Una preocupación que dirige esta columna, es que en ese intento de volcar los esfuerzos hacia las localidades, uno de los efectos sea que se ate indudablemente lo territorial a lo tradicional; vale decir que, dado que se protege el territorio nacional, serán protegidas igualmente las ideas tradicionales de la localidad. En este punto, lo importante es entender que aunque el enfoque se localice, este debe priorizar las realidades materiales por encima de las tradiciones históricas, en función del desarrollo de todos. El que una tradición – sea en materia de derechos o de actividades económicas – sea local, no implica que sea benigna. El equilibrio debe encontrarse por encima de la derecha o de la izquierda, del conservadurismo o progresismo.
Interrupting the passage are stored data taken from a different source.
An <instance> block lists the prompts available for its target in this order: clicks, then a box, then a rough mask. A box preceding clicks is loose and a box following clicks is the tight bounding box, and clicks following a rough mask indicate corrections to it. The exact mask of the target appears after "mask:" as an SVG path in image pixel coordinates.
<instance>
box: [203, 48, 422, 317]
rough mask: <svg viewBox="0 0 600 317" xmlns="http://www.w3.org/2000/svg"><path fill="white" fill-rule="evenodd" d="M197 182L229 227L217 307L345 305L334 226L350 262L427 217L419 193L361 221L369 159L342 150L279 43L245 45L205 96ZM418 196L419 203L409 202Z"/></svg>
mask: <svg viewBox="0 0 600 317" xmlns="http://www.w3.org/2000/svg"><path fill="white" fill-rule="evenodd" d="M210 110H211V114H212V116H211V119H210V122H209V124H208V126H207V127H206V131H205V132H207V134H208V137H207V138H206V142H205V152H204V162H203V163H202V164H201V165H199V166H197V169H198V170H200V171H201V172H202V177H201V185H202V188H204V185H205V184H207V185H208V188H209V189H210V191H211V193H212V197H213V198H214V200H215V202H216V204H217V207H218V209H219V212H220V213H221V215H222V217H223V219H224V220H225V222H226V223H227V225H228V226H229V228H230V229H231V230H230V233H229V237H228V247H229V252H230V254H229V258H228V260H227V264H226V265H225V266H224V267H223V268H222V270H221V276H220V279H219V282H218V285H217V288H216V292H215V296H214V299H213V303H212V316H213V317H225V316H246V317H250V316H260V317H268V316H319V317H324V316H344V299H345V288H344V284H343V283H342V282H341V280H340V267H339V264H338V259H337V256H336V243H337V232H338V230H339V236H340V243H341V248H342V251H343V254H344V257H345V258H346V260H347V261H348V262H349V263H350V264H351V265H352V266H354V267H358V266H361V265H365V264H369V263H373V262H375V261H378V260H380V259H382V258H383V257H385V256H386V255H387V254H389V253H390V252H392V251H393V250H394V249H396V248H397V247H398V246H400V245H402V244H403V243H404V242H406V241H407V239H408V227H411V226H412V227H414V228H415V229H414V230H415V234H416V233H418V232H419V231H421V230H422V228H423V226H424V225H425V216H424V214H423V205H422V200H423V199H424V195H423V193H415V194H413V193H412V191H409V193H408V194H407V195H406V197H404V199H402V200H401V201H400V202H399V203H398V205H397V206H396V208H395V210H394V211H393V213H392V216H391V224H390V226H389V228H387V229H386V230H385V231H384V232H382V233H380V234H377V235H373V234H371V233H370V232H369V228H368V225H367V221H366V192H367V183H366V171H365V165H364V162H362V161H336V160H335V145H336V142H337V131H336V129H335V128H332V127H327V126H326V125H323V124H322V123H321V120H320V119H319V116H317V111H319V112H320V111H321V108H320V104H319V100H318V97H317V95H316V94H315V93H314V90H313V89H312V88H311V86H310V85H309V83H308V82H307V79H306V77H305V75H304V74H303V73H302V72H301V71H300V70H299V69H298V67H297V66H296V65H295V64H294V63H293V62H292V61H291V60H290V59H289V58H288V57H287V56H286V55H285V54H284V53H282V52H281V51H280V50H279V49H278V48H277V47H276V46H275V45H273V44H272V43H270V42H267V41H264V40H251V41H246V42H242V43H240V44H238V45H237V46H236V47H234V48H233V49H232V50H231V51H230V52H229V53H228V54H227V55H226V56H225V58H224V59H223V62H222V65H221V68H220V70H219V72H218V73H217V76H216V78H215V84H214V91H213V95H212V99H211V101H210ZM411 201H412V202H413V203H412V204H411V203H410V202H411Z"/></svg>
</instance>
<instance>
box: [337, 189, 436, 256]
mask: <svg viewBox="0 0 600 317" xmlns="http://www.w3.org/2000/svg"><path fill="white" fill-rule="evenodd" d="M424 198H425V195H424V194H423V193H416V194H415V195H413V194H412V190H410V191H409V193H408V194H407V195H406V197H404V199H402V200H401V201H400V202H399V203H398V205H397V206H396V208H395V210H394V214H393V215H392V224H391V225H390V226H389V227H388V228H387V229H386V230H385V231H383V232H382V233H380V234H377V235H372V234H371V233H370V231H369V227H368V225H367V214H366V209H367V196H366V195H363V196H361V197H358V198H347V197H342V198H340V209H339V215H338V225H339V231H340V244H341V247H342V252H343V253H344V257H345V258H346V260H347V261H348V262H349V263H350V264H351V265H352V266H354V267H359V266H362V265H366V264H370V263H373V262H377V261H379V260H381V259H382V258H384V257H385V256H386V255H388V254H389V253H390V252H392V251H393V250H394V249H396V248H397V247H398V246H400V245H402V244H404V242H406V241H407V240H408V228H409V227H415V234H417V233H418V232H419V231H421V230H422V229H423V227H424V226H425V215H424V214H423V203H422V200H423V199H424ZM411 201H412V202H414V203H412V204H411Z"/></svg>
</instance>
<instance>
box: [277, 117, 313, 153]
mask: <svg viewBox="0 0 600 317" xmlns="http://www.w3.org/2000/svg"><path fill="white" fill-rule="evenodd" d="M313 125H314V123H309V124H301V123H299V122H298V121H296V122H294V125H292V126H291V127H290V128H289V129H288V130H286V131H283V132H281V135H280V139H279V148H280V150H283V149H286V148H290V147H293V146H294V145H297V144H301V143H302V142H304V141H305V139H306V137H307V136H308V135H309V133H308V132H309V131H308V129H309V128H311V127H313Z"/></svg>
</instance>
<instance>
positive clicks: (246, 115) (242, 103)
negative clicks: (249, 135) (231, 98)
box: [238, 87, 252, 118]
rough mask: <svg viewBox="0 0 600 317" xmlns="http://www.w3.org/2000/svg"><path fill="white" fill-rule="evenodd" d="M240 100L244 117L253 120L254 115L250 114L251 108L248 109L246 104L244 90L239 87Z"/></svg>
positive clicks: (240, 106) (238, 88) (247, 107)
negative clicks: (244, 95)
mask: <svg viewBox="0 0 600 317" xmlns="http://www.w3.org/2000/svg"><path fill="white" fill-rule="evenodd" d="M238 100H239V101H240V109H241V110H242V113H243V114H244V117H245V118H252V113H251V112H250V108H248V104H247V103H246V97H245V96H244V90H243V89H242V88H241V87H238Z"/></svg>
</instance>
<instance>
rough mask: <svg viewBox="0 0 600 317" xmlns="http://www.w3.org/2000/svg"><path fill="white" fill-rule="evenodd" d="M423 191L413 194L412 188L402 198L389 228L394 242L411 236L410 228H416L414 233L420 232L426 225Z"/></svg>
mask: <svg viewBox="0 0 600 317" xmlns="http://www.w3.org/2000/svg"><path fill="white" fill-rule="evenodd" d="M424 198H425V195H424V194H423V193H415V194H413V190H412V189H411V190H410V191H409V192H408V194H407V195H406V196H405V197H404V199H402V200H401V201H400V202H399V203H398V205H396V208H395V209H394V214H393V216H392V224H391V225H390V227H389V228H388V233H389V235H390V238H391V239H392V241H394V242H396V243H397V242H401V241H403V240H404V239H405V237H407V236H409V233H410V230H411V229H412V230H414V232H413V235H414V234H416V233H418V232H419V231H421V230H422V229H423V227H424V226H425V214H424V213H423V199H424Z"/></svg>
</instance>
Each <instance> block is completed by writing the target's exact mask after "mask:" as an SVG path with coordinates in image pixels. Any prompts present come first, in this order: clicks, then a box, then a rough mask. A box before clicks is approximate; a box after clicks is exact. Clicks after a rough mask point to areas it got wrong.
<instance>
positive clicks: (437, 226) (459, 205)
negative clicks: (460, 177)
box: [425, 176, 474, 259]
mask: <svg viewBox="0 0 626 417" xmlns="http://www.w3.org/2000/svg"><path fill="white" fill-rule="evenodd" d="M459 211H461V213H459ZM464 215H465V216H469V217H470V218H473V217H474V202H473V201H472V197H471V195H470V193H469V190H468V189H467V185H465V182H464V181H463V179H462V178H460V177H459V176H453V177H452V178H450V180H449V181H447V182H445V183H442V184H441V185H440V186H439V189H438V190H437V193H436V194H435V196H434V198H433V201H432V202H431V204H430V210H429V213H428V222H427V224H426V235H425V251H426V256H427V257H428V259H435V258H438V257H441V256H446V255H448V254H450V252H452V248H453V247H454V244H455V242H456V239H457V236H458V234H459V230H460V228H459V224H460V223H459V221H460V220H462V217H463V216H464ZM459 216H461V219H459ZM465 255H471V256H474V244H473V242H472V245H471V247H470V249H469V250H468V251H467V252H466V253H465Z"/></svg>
Otra preocupación es que se produzca un desequilibrio entre las fuerzas políticas tradicionales o conservadoras y aquellas que son progresistas, como producto de que a través del discurso se ate el conservadurismo con la protección de lo local; precisamente uno de los objetivos y desafíos de la democracia en América Latina es propiciar el balance, entre partidos, entre ideas y entre políticas públicas. La integración, o al menos el encuentro, de diferentes culturas en la globalización ya heredó un desbalance importante – un conflicto no nativo – y lo crucial es no cambiar un desbalance con significativa influencia internacional, por un desbalance concentrado en el conflicto nacional – ambos sin haber resuelto mucho.
Volcar la atención hacia lo local, significa que el territorio y quienes en el habitan van primero pero no que la historia plagada de desaciertos va primero porque es “lo nuestro”; esta idea de localización, debería significar que los equilibrios se construyen primero dentro, para después intentar ofrecer apoyo y no lanzarse a la competencia internacional como si las estructuras locales puedan sostener la relación de poder entre un McDonald’s y una carreta de hamburguesas. En conclusión, sin estar necesariamente de acuerdo con que los hechos lleguen a ese desenlace, los sistemas políticos, sociales y económicos de América Latina, deben estar mejor capacitados, a la vez que comprometidos, a encontrar los equilibrios entre las relaciones de poder y las desigualdades para que, teniendo un enfoque local o internacional, todos puedan salir adelante en este conjunto de crisis que alteró la pandemia.